Further to my stumbling attempts at showing you Brightlingsea on Tuesday, here's another photograph from the same location on my day out in estuarial Essex. The reason why I've been spending time here will become clear, but I just wondered if anybody knew anything about this tower? Just a name would be good. Most of it looks Victorian, but the top is obviously comparatively new. The Ordnance map just says 'tower', unhelpfully. I expect it's used as an observation post for local yacht racing now, the commodore sitting up there with a big pair of binoculars. I was going to say with a packet of twenty Senior Service open on a navigation chart of the Colne estuary, but that's probably unlikely. My first encounter with those fantastic russet-sailed Thames barges was here in Brightlingsea in the late 70s, much later I actually helped 'crew' one, ie: went and hid in the cargo hold when the wind got up.

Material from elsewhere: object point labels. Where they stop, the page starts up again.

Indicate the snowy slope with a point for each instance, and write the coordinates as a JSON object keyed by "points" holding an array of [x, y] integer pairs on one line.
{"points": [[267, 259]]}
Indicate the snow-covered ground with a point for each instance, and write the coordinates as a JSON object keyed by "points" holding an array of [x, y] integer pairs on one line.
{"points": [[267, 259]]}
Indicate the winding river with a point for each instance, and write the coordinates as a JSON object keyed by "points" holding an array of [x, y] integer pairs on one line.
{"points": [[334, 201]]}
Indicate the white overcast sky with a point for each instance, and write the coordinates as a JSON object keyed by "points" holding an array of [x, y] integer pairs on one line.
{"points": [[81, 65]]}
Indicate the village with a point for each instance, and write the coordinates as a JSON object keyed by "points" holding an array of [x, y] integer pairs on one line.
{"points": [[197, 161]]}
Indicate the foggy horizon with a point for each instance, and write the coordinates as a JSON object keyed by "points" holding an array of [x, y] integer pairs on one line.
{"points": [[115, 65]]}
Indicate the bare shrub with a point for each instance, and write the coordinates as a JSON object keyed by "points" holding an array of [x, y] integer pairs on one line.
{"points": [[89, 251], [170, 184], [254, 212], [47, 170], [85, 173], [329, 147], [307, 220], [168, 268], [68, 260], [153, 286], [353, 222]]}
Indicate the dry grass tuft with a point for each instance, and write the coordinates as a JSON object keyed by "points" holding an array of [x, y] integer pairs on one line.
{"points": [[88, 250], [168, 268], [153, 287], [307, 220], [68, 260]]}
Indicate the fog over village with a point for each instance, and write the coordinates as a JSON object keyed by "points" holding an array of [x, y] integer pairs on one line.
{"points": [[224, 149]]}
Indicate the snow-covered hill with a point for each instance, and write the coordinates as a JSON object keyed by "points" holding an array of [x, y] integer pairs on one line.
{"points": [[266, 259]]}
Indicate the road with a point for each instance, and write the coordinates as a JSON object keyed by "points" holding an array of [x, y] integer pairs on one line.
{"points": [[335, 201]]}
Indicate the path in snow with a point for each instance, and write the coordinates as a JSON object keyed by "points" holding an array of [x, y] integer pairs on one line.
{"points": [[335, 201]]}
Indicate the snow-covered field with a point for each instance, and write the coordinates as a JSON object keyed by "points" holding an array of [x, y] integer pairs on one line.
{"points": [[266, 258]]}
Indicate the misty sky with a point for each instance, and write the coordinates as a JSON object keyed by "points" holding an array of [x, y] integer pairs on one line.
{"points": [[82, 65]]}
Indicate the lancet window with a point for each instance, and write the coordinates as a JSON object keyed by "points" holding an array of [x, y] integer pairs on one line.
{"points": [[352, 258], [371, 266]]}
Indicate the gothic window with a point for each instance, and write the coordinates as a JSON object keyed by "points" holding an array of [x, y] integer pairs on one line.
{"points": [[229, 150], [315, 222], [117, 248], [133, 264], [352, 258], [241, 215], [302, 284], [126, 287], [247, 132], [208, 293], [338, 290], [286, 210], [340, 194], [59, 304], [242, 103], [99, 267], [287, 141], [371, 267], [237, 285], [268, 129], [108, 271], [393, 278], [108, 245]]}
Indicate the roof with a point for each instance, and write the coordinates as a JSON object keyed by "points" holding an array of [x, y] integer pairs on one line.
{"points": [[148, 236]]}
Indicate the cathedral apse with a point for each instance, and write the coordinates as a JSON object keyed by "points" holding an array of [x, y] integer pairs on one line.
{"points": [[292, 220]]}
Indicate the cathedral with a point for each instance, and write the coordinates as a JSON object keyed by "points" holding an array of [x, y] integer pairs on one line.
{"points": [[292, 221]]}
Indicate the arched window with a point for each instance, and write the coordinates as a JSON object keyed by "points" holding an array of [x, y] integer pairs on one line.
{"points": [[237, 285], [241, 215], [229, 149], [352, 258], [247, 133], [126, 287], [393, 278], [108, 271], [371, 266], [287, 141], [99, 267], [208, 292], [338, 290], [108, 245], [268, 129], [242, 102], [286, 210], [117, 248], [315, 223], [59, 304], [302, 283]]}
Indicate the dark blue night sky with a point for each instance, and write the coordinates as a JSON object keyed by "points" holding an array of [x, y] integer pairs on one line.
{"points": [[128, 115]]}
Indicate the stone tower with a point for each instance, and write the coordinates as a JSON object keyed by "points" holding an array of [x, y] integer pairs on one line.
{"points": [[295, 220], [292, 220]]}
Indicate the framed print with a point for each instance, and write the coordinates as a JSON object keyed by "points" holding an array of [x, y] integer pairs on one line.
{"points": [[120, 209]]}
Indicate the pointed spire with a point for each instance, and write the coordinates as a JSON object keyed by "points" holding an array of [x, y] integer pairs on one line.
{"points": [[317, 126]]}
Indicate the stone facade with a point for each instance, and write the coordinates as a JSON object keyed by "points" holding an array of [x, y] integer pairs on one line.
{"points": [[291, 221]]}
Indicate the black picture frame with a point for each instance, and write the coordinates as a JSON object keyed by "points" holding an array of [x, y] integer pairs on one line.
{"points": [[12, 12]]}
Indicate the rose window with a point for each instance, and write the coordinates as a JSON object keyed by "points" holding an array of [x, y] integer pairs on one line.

Avast there, land ahoy,your turn in the barrel!

Friday, 21 August 2009

Holiday Supplement


A day at Walberswick on the Suffolk coast. Reached down winding lanes across the sandy heaths or by a rowing boat ferry from the Southwold shore, this is rapidly becoming a Daily Telegraph reading version of The Hamptons, that playground of the wealthy middle class in north east America. So reminiscent of Edward Hopper paintings with stark bright light, hard shadows and black weatherboarded orange pantiled buildings next to the River Blyth outfall. Everything crying out to be recorded in paint or pixels. Out on The Flats, children (including mine) let string down from a wooden bridge parapet over a tidal creek to catch little crabs with bacon bait. We used washing tablet net bags weighted with pebbles. Caught many, landed few. If I was a crab I'd lay up in a bed of samphire until the evening. Girls walk by on the beach discussing gap years on tiny mobiles, fathers start to relax in big navy blue shorts and mothers fret about the unsuitable boys their sons have brought down for the summer. Bright pinpoints of light sparkle on the water, shouts of pleasure are carried off like seagull cries on the breeze. I sit in the marram grass of the dunes keeping an eye on Youngest Boy as he crests the smaller waves and shouts something unspeakable to his brother. My boot catches something buried deep in the warm sand- a torn piece of rusted metal like a shapeless sea monster that goes straight into my bag. I like it here.

Monday, 29 October 2007

Tidal Reaches 2

Once it gets into October you can almost hear the North Norfolk coast heaving a well-earned sigh of relief as most of the population retreats back to Chiswick. Here on Brancaster Staithe they just quietly get on with gutting fish, doing something to bags of mussels and putting village notices up in an old Eastern Counties bus timetable frame. And of course abandoning their boats so that they can lean with the weather like the Norfolk trademark pines on the horizon. I did wonder if this vessel ever uprighted itself on the higher reaches of the tide, listening as I did to the first gurglings in the reed-bound mud as the sea once again started to push against the hull of an active fishing boat, (short-wheel based Landrover in attendance). I had to buy a big fresh crab in a brown paper bag for my fish-obsessed ten-year-old from a little wooden hut.